Among the persistent myths about the Holocaust is the claim that European Jews “were led like sheep to the slaughter.” While the Warsaw Ghetto uprising is relatively widely known, it is often considered the exception when in fact it was closer to the rule. Judy Batalion writes:
More than 90 European ghettos had armed Jewish resistance units. Approximately 30,000 European Jews joined [anti-German] partisans. Rescue networks supported about 12,000 Jews in hiding in Warsaw alone. . . . Women, aged sixteen to twenty-five, were at the helm of many of these efforts.
Batalion’s recent research concerns these women. To take one example:
In 1943, Niuta Teitelbaum strolled into a Gestapo apartment on Chmielna Street in central Warsaw and faced three Nazis. A twenty-four-year-old Jewish woman who had studied history at Warsaw University, Niuta was likely now dressed in her characteristic guise as a Polish farm girl with a kerchief tied around her braided blond hair.

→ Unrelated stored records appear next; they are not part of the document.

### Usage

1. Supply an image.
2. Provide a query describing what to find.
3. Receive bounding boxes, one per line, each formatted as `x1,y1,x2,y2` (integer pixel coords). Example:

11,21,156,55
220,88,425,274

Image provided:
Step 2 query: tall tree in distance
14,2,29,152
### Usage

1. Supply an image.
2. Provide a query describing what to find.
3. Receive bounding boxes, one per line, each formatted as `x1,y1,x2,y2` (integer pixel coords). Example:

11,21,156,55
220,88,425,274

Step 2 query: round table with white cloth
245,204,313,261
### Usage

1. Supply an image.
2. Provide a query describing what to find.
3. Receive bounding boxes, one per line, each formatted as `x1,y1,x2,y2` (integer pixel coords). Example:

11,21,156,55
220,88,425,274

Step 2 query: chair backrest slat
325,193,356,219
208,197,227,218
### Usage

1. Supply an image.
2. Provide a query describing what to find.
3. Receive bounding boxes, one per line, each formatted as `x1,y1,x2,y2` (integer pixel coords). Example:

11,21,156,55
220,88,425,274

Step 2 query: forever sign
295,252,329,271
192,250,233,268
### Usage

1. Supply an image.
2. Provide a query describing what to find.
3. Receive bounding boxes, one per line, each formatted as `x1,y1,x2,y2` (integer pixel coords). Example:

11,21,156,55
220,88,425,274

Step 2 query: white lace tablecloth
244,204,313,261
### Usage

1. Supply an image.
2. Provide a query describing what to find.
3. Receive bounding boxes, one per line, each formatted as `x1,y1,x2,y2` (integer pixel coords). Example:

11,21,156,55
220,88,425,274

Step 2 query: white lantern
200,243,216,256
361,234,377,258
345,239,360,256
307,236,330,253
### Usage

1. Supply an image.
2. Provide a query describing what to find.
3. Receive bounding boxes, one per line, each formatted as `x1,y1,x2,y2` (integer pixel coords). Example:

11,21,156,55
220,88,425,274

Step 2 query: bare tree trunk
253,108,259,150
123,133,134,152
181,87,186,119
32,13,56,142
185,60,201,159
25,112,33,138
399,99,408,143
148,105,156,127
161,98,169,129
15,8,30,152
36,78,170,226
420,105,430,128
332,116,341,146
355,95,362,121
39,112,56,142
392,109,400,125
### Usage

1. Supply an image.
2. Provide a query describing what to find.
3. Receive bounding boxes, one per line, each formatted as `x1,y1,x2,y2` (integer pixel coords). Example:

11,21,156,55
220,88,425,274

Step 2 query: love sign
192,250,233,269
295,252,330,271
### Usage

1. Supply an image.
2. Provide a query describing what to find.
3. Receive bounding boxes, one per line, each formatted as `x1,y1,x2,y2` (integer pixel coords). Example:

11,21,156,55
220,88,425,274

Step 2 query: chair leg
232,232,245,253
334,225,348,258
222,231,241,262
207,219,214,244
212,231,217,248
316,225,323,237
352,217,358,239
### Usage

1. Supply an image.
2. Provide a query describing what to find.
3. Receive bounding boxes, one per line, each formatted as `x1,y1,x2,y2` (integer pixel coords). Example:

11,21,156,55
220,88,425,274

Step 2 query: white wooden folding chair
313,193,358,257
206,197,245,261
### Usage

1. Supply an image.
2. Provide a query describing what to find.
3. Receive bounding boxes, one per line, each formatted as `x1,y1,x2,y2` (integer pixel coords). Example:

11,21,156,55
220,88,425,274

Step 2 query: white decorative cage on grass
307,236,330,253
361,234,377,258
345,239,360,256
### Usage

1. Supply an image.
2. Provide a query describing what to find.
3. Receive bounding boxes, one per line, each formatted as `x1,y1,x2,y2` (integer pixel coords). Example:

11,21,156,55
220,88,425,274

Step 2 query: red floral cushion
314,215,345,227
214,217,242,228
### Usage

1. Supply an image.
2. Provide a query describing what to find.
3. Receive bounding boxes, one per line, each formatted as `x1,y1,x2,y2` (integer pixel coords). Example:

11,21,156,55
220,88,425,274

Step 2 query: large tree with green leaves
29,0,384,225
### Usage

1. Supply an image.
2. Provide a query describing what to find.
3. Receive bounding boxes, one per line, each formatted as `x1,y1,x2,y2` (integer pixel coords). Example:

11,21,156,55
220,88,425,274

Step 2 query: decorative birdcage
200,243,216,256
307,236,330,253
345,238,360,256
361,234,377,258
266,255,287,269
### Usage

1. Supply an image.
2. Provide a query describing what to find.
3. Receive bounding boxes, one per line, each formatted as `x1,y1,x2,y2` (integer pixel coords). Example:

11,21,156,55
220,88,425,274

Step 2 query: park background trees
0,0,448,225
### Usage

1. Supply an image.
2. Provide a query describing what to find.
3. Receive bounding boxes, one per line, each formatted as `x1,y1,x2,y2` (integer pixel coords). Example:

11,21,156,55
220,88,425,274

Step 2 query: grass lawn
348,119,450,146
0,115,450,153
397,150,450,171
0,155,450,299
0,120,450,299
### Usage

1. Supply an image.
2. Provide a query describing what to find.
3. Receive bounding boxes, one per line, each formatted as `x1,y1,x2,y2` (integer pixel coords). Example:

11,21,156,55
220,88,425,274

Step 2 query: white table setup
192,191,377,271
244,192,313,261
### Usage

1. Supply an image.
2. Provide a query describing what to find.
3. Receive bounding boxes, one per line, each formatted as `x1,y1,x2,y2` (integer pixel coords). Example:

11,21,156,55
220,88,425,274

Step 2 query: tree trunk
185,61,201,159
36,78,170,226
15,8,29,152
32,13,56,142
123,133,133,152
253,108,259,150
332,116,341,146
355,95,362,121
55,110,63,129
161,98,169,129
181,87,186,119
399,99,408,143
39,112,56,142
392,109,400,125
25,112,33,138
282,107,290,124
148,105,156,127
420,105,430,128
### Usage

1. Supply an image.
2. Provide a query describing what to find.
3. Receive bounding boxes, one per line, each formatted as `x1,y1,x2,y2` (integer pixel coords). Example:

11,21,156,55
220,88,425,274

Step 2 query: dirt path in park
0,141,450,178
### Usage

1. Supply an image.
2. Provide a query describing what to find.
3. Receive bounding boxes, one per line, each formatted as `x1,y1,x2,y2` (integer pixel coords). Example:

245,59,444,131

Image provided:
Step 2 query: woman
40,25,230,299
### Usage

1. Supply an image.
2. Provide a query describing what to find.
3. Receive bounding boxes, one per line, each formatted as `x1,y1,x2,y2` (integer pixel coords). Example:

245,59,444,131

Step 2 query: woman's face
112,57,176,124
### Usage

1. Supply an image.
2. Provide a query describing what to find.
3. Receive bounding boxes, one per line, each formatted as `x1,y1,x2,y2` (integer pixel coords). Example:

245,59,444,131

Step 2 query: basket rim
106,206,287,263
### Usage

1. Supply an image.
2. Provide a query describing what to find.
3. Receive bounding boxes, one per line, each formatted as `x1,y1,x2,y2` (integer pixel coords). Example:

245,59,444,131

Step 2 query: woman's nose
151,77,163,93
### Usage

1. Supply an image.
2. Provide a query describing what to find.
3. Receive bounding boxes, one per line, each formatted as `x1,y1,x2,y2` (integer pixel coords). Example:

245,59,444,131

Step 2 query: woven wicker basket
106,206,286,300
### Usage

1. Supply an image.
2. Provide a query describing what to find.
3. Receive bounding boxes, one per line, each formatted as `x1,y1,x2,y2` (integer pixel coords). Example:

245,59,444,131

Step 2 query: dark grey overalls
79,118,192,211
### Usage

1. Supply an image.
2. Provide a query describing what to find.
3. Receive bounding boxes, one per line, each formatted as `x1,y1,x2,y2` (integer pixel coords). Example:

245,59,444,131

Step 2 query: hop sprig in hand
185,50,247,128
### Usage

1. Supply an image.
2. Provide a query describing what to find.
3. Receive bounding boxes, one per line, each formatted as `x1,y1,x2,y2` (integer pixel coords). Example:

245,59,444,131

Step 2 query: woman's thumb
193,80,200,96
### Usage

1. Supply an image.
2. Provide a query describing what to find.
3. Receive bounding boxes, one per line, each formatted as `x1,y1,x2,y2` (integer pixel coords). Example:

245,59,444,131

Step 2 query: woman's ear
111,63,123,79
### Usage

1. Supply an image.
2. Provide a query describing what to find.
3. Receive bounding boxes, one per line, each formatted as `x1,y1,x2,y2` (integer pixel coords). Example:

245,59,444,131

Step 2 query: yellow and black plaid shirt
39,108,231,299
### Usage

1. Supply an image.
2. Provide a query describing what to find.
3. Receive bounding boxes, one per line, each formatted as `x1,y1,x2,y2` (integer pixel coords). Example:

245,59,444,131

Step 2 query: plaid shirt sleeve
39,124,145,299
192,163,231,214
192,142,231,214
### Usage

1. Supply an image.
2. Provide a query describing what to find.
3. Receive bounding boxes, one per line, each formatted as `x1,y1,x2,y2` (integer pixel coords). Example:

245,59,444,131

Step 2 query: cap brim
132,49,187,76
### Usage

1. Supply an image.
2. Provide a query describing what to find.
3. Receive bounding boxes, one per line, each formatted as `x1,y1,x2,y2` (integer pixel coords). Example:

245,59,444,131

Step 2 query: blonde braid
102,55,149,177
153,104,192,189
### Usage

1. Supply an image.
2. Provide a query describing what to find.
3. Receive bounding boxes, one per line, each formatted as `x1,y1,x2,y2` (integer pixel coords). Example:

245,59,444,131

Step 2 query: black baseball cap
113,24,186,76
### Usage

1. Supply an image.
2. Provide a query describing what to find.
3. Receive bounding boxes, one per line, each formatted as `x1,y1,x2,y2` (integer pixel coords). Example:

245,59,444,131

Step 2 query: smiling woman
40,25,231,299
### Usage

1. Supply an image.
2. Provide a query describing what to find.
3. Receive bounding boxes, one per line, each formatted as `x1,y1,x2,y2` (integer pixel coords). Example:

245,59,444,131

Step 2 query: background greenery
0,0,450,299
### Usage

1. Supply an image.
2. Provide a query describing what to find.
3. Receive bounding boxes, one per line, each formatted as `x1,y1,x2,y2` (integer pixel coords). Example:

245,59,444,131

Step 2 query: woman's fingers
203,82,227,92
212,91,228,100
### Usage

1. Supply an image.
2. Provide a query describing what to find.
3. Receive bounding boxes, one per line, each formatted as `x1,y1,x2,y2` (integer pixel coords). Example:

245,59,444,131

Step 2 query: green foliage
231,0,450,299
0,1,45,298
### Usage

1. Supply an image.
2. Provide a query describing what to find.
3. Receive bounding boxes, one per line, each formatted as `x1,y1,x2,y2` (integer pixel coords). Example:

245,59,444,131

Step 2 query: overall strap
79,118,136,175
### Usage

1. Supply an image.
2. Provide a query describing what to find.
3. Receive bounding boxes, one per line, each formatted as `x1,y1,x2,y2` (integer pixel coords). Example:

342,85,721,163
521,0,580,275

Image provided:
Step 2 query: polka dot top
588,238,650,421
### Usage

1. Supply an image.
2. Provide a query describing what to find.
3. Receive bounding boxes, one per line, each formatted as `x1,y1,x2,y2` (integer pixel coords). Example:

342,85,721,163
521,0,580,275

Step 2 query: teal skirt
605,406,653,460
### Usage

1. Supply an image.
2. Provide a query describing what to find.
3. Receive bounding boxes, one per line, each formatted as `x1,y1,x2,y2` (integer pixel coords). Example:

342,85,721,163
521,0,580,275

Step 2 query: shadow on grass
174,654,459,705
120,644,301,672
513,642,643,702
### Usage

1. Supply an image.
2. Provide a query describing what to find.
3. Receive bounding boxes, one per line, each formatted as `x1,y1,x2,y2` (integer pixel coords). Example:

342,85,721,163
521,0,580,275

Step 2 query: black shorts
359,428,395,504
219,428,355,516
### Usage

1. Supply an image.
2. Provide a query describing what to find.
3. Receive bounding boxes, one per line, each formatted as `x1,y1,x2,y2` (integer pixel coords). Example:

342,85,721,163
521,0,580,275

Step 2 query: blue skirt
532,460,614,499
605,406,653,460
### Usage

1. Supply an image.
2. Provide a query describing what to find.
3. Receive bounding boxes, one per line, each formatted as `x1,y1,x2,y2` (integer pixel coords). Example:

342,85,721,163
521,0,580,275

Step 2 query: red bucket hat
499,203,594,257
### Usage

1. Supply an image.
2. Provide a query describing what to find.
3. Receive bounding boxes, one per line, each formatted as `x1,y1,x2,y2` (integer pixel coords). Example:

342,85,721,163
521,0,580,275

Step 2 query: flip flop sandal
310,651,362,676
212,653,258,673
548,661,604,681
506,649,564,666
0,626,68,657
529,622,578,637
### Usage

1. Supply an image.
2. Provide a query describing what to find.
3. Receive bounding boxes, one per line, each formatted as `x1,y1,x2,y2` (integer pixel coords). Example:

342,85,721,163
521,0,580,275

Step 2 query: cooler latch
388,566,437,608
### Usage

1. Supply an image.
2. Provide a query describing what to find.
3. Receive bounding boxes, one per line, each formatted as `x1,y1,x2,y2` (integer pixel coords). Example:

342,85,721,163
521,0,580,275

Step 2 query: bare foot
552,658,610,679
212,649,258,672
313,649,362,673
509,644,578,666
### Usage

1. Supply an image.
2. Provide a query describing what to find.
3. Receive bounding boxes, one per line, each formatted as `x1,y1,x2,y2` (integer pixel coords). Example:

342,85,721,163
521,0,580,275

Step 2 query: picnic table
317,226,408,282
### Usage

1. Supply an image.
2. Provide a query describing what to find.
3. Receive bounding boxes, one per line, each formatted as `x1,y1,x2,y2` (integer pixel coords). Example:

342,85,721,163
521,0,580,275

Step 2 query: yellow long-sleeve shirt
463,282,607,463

She blushed, smiled meekly and then pulled out a gun and shot each one. Two were killed, one wounded. Niuta, however, wasn’t satisfied. She found a physician’s coat, entered the hospital where the injured man was being treated, and killed both the Nazi and the police officer who had been guarding him. “Little Wanda With the Braids,” as she was nicknamed on every Gestapo most-wanted list, was one of many young Jewish women who, with supreme cunning and daring, fought the Nazis in Poland.